Hai il dovere di farlo.

“Ah,quasi dimenticavo. La camicia me la lavi tu,ovvio”. Sorridesti,le scoccasti un bacio sulla guancia,e,con estremo imbarazzo da parte di entrambi,continuaste in silenzio a rimuovere il disordine,e ciò che esso celava,dalla piccola stanza.

 

Ti vedo ancora,Jacob Black.

Sei seduto su un masso,e guardi l’oceano che si perde a vista d’occhio dinanzi a te. Osservi il volo delle rondini,che,placide,sono alla ricerca di una nuova meta. Ascolti gli schiamazzi dei bambini,intenti a godersi a pieno una delle rare giornate di sole che animano La Push.

Come quella canzone … com’è che diceva? “One day…the sun will come out…”

Alzi gli occhi al cielo. Nemmeno una nuvola lo copre. E’ proprio ciò che sta accadendo ora.

E non è un miracolo,no.

E’ la vita,Jacob. Ora lo sai.

Mentre ti guardo da lontano,sento un odore. Un profumo di buono e di vissuto,che,me ne rendo conto solo adesso, non mi abbandona da qualche ora.

Proviene dalla mia camicetta bianca. E’ il tuo.

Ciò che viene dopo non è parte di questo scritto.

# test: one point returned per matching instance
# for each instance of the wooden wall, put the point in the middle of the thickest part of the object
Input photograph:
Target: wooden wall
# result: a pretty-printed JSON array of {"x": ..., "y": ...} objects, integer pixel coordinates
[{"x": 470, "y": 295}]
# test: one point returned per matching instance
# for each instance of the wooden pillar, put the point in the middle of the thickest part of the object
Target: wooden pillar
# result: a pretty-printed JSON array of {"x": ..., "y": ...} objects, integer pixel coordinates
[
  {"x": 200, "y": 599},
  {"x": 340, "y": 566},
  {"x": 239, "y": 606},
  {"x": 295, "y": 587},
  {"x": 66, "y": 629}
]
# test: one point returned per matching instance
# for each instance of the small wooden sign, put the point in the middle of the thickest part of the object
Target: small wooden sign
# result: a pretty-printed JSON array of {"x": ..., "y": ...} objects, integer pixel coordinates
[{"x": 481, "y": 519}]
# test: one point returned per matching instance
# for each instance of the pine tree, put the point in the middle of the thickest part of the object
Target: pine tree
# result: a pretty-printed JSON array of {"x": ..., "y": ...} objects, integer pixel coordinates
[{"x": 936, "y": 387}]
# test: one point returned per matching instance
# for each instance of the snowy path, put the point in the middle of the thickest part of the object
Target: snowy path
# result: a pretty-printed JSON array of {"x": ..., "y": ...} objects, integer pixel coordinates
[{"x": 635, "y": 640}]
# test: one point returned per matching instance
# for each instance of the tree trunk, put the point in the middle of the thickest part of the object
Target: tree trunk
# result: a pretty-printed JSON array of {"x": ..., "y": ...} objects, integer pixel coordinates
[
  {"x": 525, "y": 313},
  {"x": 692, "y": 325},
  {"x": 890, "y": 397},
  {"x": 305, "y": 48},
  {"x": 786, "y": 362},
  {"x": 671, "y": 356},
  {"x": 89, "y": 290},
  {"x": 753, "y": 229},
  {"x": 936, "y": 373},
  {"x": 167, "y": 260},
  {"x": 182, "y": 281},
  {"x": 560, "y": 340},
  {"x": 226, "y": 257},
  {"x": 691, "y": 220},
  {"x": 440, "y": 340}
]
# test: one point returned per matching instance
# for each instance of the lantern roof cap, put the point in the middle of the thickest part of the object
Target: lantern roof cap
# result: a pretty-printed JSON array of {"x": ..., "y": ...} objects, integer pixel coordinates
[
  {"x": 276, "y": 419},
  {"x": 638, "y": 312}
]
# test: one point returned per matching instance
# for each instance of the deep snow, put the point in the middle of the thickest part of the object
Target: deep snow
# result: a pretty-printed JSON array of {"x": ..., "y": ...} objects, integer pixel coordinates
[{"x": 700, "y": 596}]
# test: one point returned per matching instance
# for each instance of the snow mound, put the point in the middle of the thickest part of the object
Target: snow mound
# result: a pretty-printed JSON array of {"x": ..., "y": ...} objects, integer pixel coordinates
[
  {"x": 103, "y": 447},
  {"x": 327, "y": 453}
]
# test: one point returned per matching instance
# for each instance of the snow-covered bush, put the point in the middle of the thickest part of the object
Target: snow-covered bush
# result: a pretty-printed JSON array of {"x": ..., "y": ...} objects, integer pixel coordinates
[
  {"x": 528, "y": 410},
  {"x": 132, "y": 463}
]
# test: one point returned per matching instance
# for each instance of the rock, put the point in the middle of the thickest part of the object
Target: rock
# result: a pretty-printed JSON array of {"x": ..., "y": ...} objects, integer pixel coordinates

Affondo il naso nel candido cotone profumato,ripensando al pomeriggio in quello squallido garage. A me che ti urlavo contro senza pietà, a te che cercavi in tutti i modi di non rispondermi allo stesso modo. Ai tuoi occhi,che per un momento si sono specchiati nei miei trovando la sicurezza e il conforto che ti mancavano.

Ripenso a tutto questo,e sorrido.

Da lontano,tu sorridi di nuovo,proprio mentre lo faccio anche io,pur non essendoti accorto della mia presenza.

E in questo preciso istante,mentre sollevo gli occhi per riflettermi nel tuo stesso pezzo di cielo, il mondo mi sembra essere un posto migliore.